# Car radio aerial booster?



## mattm (Jun 1, 2007)

Didn't know if this was the right section to post this so mods please move as appropriate.

My bro owns a Mk3 Seat Ibiza Cupra (Y reg). I bought him a stubby aerial (I believe it is for a Citroen Picasso or similar) to replace the standard item. It looks great but the radio reception is now crap!

I am after something that will "boost" the aerial signal if that's the correct terminology!
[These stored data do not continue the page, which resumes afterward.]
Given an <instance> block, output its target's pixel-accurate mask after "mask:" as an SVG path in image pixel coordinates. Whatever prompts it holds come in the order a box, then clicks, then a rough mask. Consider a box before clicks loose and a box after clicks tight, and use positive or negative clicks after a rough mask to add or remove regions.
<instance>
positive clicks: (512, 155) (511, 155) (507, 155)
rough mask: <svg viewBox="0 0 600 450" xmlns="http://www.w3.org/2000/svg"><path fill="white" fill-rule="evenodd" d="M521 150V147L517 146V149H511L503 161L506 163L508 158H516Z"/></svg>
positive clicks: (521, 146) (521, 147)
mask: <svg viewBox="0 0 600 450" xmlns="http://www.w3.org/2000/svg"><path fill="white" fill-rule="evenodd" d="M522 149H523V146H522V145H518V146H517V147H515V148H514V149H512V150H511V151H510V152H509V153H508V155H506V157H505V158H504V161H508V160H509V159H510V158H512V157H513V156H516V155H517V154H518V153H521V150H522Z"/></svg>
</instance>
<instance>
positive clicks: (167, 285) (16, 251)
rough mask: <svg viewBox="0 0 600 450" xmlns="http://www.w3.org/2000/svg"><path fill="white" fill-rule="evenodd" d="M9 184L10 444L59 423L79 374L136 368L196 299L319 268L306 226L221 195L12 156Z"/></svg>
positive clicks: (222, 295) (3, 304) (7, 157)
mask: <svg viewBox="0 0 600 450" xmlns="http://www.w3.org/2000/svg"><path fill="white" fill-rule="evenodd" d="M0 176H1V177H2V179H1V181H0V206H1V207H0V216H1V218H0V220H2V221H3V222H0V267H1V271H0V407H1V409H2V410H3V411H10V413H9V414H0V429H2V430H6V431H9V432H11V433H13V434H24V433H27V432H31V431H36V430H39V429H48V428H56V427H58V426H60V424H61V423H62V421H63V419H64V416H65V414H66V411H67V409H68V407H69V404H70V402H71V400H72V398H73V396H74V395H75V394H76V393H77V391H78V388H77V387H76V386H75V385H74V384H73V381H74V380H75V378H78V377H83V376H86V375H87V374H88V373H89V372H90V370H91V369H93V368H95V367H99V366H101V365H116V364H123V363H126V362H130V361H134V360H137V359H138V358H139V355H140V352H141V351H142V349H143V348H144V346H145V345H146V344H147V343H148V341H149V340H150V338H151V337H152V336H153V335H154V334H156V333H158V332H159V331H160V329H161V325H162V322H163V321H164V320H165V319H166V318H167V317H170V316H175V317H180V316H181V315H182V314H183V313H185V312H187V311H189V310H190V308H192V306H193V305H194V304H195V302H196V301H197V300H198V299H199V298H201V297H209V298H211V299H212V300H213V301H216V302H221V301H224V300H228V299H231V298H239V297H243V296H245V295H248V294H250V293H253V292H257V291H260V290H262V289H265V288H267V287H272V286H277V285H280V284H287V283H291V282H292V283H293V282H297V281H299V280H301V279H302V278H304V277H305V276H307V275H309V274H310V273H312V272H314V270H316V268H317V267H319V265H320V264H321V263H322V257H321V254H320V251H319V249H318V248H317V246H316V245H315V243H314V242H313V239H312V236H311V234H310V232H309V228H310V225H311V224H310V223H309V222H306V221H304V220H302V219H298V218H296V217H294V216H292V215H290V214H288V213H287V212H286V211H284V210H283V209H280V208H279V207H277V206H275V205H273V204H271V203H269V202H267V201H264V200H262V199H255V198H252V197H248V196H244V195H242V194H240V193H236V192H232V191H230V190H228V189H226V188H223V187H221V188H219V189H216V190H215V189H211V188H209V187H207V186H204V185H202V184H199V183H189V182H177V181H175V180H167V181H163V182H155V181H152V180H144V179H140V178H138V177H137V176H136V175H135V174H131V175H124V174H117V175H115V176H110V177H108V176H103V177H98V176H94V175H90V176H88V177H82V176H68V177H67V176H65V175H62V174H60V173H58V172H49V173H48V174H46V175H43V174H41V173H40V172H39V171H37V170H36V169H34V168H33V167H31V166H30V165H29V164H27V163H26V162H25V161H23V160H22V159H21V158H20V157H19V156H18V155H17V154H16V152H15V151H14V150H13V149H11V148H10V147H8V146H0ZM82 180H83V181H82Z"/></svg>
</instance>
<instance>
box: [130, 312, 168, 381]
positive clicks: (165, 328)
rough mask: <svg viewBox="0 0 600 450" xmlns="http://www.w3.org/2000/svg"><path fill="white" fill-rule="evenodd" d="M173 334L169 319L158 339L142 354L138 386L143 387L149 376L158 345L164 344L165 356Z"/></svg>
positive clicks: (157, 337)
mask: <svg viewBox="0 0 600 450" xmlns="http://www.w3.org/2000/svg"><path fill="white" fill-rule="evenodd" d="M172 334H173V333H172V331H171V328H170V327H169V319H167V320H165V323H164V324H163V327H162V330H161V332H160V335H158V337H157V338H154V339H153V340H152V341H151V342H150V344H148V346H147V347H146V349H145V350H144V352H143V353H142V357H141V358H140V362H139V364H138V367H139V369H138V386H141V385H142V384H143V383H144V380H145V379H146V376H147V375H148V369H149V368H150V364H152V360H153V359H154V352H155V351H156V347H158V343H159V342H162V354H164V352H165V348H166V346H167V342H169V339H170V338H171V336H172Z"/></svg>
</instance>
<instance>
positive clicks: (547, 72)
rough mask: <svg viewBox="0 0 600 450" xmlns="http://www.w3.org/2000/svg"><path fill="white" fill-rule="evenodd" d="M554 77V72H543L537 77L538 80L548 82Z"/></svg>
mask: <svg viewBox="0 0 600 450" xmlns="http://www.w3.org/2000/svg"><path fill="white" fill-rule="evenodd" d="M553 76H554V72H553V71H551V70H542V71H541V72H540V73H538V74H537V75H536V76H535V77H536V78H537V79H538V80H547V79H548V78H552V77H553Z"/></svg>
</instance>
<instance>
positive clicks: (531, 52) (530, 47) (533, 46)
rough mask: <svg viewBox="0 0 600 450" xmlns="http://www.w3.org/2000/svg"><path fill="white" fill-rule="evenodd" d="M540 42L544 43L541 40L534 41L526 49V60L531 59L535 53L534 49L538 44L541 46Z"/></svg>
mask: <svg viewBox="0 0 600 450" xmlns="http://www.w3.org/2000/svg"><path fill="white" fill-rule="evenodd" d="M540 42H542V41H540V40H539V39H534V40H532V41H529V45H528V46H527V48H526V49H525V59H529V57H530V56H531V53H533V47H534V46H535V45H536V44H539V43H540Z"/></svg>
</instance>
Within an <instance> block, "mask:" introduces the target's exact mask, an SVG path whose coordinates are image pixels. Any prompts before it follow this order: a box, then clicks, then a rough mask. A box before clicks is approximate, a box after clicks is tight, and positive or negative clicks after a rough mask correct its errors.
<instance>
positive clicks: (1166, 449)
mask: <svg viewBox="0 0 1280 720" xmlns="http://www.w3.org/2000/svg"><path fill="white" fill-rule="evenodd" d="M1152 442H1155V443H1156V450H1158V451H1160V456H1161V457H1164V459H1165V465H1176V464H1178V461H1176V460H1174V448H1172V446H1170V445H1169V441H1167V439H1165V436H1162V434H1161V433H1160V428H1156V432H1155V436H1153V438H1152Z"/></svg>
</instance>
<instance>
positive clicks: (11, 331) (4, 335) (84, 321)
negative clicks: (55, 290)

Does anyone know where to get one from? I have just had a quick look on eBay, but to be honest I'm not exactly sure what I'm looking for!

Thanks in advance!

Matt


----------



## CzechRich (Jul 25, 2008)

Hi, most Volkswagen Group cars with beesting roof aerials need aerial boosters, usually a small inline one on the aerial lead. Should already have one in theory.

Halfords sell them.


----------



## mattm (Jun 1, 2007)

Many thanks!

Looks like a trip to Halfords is in order tomorrow! :thumb:


----------



## 3dr (Mar 1, 2008)

maplins do em too, cheaper too i expect  no they don't, just checked, sorry mate, but the one you are looking for is AUTOLEADS PC5-90 
http://www.lowcostcaraudio.co.uk/lc...+signal+separation+filter+iso+din/pid/7690203


----------



## 3dr (Mar 1, 2008)

the other option is get a £1.99 normal car aerial fully extend it and put it under the boot carpet  gash but it'll do the job! or you could just put the old aerial back on


----------